Translation result

[デジタルトゥデイ ソク・デゴン記者] サムスン電子の最大労組である超企業型労組、サムスン電子支部からの脱退者が急増している。総ストライキを予告した組合が半導体部門(DS)の成果給要求にのみ注力する中、完成品(DX)部門の組合員の不満が表面化した。業界によると、従来は1日100件未満だった脱退申請が先月28日に500件を超え、29日には1000件を突破した。
脱退急増の直接的な引き金は、組合がストライキスタッフへの手当支給を決めたことだ。超企業労組はストライキ期間中に15日以上活動したスタッフに最大300万ウォン(約31万8000円)を支給するとして募集をかけた。組合員はこれを、1月に争議期間中の組合費を1万ウォン(約1060円)から5万ウォン(約5300円)に5倍引き上げた決定と結び付けて反発している。
こうした対立の背景には、DSとDX部門の明確な業績格差がある。サムスン電子は今年1四半期、連結で57兆2000億ウォン(約6兆632億円)の営業利益を計上し過去最高を記録した。DS部門が53兆7000億ウォン(約5兆6922億円)を単独で牽引し、前年同期の1兆1000億ウォン(約1166億円)から約50倍に急増した。
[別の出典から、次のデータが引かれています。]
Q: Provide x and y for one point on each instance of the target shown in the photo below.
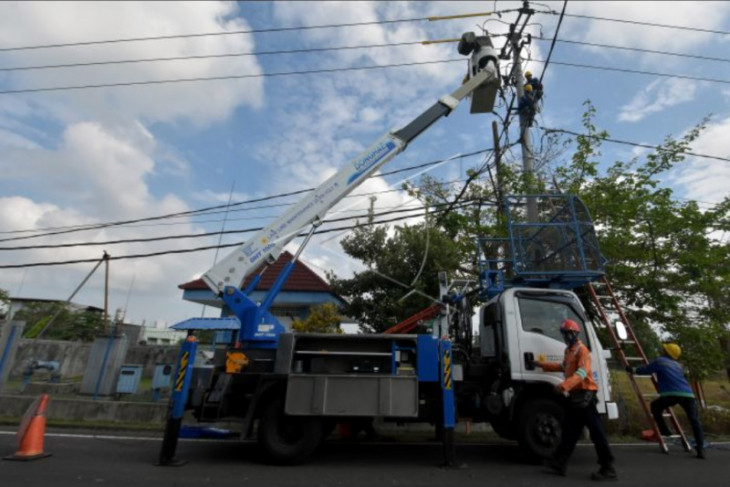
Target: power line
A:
(338, 70)
(208, 56)
(197, 249)
(637, 22)
(639, 49)
(227, 77)
(555, 38)
(246, 31)
(207, 210)
(398, 209)
(636, 71)
(626, 142)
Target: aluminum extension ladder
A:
(630, 353)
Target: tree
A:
(324, 318)
(68, 325)
(402, 271)
(665, 261)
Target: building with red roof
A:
(300, 292)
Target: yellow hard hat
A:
(672, 350)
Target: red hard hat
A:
(570, 325)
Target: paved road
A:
(119, 461)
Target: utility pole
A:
(515, 39)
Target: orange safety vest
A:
(577, 369)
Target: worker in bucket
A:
(673, 389)
(581, 391)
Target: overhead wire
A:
(642, 23)
(206, 210)
(634, 144)
(638, 49)
(184, 251)
(395, 209)
(555, 38)
(226, 77)
(245, 31)
(636, 71)
(207, 56)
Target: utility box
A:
(163, 374)
(129, 377)
(10, 333)
(105, 359)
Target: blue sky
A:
(89, 156)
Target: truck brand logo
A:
(371, 159)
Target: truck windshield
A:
(544, 317)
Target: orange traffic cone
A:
(31, 432)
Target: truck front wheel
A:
(287, 439)
(540, 428)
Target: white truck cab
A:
(523, 324)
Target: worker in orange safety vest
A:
(580, 391)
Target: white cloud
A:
(712, 15)
(656, 97)
(96, 175)
(31, 23)
(707, 180)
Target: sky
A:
(97, 155)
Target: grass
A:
(632, 419)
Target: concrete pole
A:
(525, 138)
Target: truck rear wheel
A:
(287, 439)
(540, 428)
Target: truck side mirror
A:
(529, 361)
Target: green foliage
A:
(378, 297)
(68, 324)
(669, 269)
(666, 262)
(324, 318)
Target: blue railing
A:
(559, 248)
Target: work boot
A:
(605, 473)
(556, 467)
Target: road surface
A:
(109, 460)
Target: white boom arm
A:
(268, 243)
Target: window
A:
(544, 317)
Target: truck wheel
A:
(540, 428)
(287, 439)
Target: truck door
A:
(538, 335)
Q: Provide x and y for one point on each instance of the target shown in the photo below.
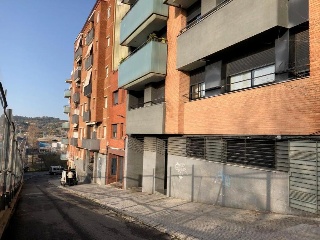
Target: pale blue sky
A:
(36, 52)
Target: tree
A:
(33, 134)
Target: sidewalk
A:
(189, 220)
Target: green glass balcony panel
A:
(145, 17)
(64, 157)
(74, 142)
(217, 31)
(147, 65)
(65, 125)
(91, 144)
(146, 120)
(180, 3)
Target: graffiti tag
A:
(223, 179)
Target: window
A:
(106, 102)
(197, 91)
(114, 130)
(108, 12)
(252, 78)
(114, 165)
(105, 131)
(115, 97)
(121, 130)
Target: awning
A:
(87, 80)
(89, 49)
(77, 43)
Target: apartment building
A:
(92, 147)
(222, 101)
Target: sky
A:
(36, 53)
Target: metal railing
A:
(11, 166)
(152, 37)
(147, 104)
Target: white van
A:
(55, 170)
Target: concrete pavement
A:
(190, 220)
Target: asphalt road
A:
(47, 212)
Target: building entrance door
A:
(304, 182)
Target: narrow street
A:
(47, 212)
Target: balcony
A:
(76, 97)
(91, 144)
(64, 157)
(87, 90)
(65, 141)
(226, 25)
(87, 116)
(147, 65)
(145, 17)
(66, 109)
(88, 62)
(75, 119)
(90, 36)
(78, 54)
(74, 142)
(65, 125)
(77, 74)
(67, 93)
(146, 120)
(180, 3)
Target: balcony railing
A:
(67, 93)
(64, 156)
(146, 120)
(65, 125)
(76, 97)
(78, 53)
(77, 74)
(65, 141)
(90, 36)
(91, 144)
(145, 17)
(88, 90)
(147, 64)
(74, 142)
(88, 62)
(66, 109)
(87, 116)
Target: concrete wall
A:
(133, 163)
(227, 185)
(153, 165)
(100, 166)
(81, 174)
(147, 120)
(225, 28)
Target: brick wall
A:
(288, 108)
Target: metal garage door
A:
(304, 177)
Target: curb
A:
(133, 217)
(6, 215)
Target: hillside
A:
(46, 125)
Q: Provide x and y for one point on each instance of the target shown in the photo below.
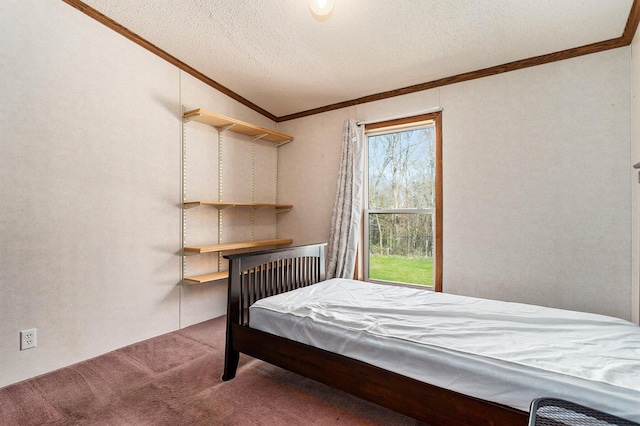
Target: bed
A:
(464, 386)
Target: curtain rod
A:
(427, 111)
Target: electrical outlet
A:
(27, 339)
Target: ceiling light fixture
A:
(322, 8)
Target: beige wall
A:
(90, 172)
(635, 174)
(537, 195)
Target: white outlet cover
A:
(27, 339)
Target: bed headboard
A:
(256, 275)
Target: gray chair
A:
(558, 412)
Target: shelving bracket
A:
(223, 129)
(279, 144)
(190, 118)
(256, 137)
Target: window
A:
(403, 201)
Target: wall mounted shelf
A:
(221, 122)
(221, 205)
(235, 246)
(255, 133)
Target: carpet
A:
(174, 379)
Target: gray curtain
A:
(347, 207)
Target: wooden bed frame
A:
(253, 276)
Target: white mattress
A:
(503, 352)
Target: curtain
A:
(347, 207)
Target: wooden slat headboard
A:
(253, 276)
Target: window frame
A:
(395, 125)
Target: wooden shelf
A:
(221, 122)
(235, 246)
(220, 205)
(199, 279)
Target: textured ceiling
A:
(276, 55)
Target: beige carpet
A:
(174, 379)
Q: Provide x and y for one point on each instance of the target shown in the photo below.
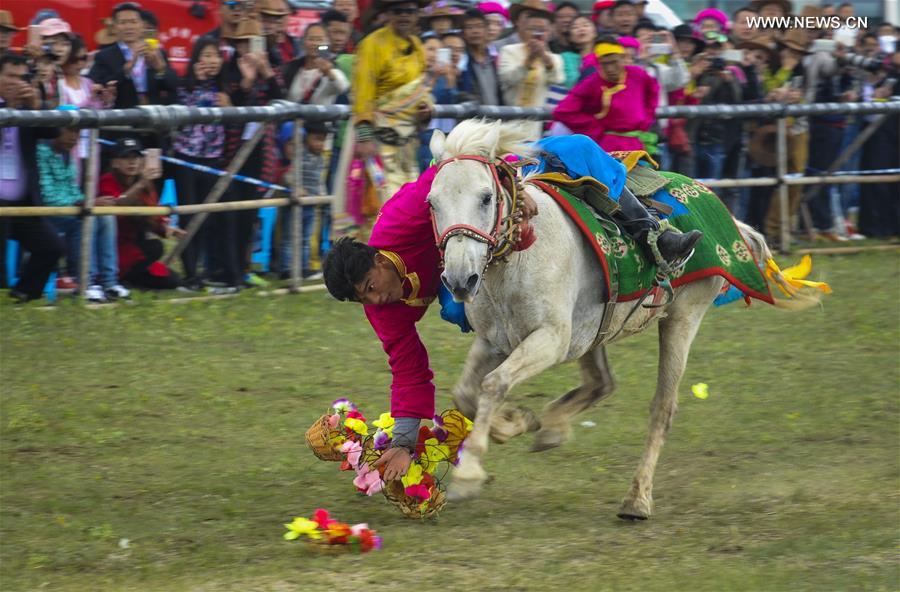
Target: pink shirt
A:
(595, 107)
(403, 232)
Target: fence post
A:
(296, 208)
(87, 223)
(783, 195)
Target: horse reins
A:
(501, 239)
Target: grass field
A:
(179, 428)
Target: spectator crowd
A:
(602, 73)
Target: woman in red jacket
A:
(139, 253)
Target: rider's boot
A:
(673, 246)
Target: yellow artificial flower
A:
(386, 423)
(793, 276)
(302, 526)
(357, 425)
(435, 452)
(413, 475)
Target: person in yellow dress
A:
(389, 98)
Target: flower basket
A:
(324, 441)
(410, 506)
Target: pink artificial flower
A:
(367, 480)
(418, 491)
(353, 450)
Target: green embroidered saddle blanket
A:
(694, 206)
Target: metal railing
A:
(164, 118)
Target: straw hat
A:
(6, 21)
(105, 36)
(273, 7)
(245, 29)
(532, 5)
(796, 39)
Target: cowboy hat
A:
(530, 5)
(273, 7)
(6, 21)
(245, 29)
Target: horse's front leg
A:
(542, 349)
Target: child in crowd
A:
(315, 135)
(59, 186)
(131, 183)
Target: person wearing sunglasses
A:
(390, 101)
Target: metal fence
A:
(169, 117)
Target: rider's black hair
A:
(346, 265)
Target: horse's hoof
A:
(546, 439)
(634, 509)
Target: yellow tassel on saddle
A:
(790, 280)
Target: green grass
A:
(180, 428)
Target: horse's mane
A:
(490, 139)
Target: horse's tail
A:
(799, 293)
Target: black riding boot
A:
(637, 222)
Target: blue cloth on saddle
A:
(579, 156)
(452, 311)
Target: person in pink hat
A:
(711, 19)
(497, 18)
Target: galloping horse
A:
(543, 307)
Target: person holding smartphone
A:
(528, 69)
(130, 183)
(313, 79)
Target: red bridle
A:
(496, 236)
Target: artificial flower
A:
(418, 491)
(355, 414)
(343, 405)
(338, 532)
(321, 517)
(434, 453)
(386, 423)
(413, 475)
(381, 440)
(302, 526)
(367, 480)
(700, 390)
(357, 426)
(353, 450)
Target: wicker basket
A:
(320, 438)
(410, 506)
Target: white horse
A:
(542, 307)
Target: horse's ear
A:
(437, 145)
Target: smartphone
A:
(825, 45)
(34, 35)
(257, 44)
(846, 37)
(734, 56)
(443, 56)
(153, 163)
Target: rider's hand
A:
(395, 461)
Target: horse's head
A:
(469, 207)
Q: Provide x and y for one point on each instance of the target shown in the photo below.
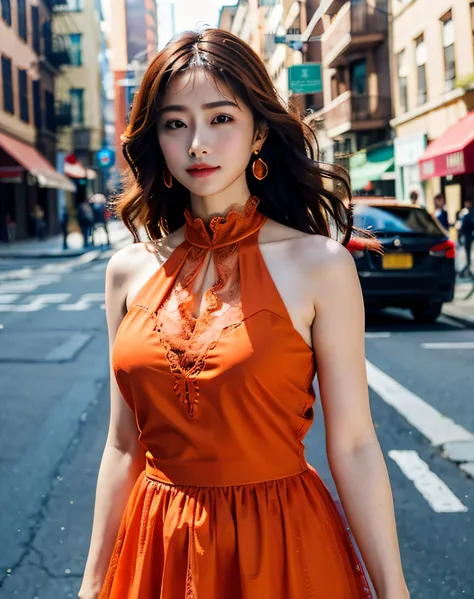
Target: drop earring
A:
(167, 178)
(259, 168)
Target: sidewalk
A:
(52, 247)
(462, 307)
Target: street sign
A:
(106, 158)
(305, 78)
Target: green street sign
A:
(305, 78)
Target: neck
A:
(208, 206)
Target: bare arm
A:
(123, 458)
(354, 454)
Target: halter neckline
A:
(237, 223)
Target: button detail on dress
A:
(188, 391)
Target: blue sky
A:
(192, 13)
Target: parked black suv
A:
(417, 268)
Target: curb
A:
(55, 255)
(45, 255)
(462, 319)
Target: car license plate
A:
(397, 261)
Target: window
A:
(50, 114)
(35, 29)
(420, 54)
(358, 71)
(23, 92)
(75, 50)
(7, 79)
(22, 31)
(7, 12)
(449, 59)
(69, 6)
(77, 106)
(403, 80)
(37, 110)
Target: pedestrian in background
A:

高帯域幅メモリ(HBM)などAIデータセンター向けの高付加価値製品の販売拡大と汎用メモリ価格の上昇が重なった結果だ。DS部門の営業利益率は66%、メモリ事業部は75%近いと推定されている。
一方、モバイル(MX)・テレビ(VD)・生活家電(DA)で構成されるDX部門の1四半期営業利益は3兆ウォン(約3180億円)で、前年同期比36%の急減となった。利益率は6%にとどまる。半導体・部品価格の上昇や米国の関税負担、需要の停滞が重なり、今年DX部門が史上初の年間赤字を出す可能性を示す声もある。DX部門は既に収益性の低い一部家電生産ラインの閉鎖や外注への転換といった構造改革に着手しており、韓国本社による経営診断も始まっている。
◆イ・ジェミョン大統領の警告に組合「うちの話じゃない」
サムスン電子のストライキを巡る対立は国全体に波及する兆しを見せている。イ・ジェミョン大統領は先月30日、首席補佐官会議で「一部の組織的労働者が過度な要求で国民から非難されれば、他の労働者にも被害を与える」と警告したが、超企業労組のチェ・スンホ委員長は組合員コミュニティで「LGユープラスに言っている話だ」と一蹴した。LGユープラスの労組が営業利益の30%を成果給として要求したのに対し、自分たちは15%を求めているため合理的だという趣旨だ。第二の労組である全国サムスン電子労組(全三労)も「十分な理解なしに過度な要求と断定するのは対立を拡大しかねない」との声明を出した。
組合への外部圧力も強まっている。リアルメーターの調査で回答者の69%がサムスン電子のストライキを「不適切だ」と答えた。組合はキム・ジョングァン産業通商部長官の「ストライキは想像すらできない」という発言に対し公式抗議書を送り反発した。全組合員約7万4000人のうちDX部門の比重は約20%に過ぎないため、組合がストライキを強行する可能性は依然として高いとの見方が支配的である。